To be human is to be subject to all kinds of unseemly emotions, like anger and anxiousness and envy and vanity. Carl Jung's shorthand for this dimension of human psychology was "the shadow." He observed that people are generally less good than they imagine or want themselves to be. As part of their effort to maintain a pro-social brand, they tamp down and suppress the darker aspects of their character, often in easily detectable ways.
But there are trade-offs with such an approach. The shadow, while potentially destructive, can be a profound force for good. Many of the most admired people — whether it's Steve Jobs or Eleanor Roosevelt — found ways to embrace and ultimately integrate their shadows.

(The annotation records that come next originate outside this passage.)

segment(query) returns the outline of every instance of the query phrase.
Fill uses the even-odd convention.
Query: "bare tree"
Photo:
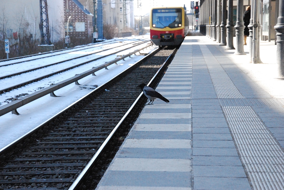
[[[2,59],[6,58],[4,40],[7,38],[6,30],[8,19],[6,15],[5,7],[2,8],[0,12],[0,59]]]
[[[113,38],[117,34],[117,27],[114,25],[104,25],[104,37],[109,40]]]

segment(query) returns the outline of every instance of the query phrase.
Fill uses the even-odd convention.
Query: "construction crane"
[[[50,35],[48,24],[47,0],[39,0],[41,15],[41,45],[50,45]]]

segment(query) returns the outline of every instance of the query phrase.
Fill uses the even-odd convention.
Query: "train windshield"
[[[153,27],[163,28],[176,28],[181,26],[181,9],[158,9],[152,12]]]

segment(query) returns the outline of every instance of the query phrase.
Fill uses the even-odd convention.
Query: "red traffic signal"
[[[196,5],[194,6],[194,9],[195,10],[195,14],[199,13],[199,6]]]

The writer Robert Greene, for example, is quite deliberate about this. For him, and surprisingly for many other authors, the act of writing is physically and mentally exhausting. Greene has come to see the importance of having an energy source that sparks and sustains his best work.
His most dependable source is anger. He primes himself to write by sifting through an extensive array of notes. Then he waits. He waits for a wave of anger to build. When he eventually sees it coming, he redirects his focus and purposefully harnesses a mysterious power.
There is wisdom in that process. To suppress the shadow is to strangle the subconscious, and the subconscious mind is far richer and more creative than our conscious self. It's the deepest source of our needs, desires, and ambitions. It's an ocean of intuition that feeds a creek of intention, and we all have access to the great blue yonder within.
Tackling big and seemingly intractable problems requires an extreme level of motivation and commitment. It's very difficult to summon the necessary life force without recruiting our demons and giving them a higher calling. But tribalism can be manifested as teamwork. Aggression can be channelled into achievement. A toxin can become tonic.
This can happen at scale, too. LinkedIn is now an $18 billion dollar company that creates economic opportunity for a billion members in more than 200 countries. That's the 20-year watermark of a radical aspiration. It's the exquisite balance of hell-bent resolve and heaven-sent responsibility.
This is what it means to integrate the shadow. This is what it means to become a more complete human being.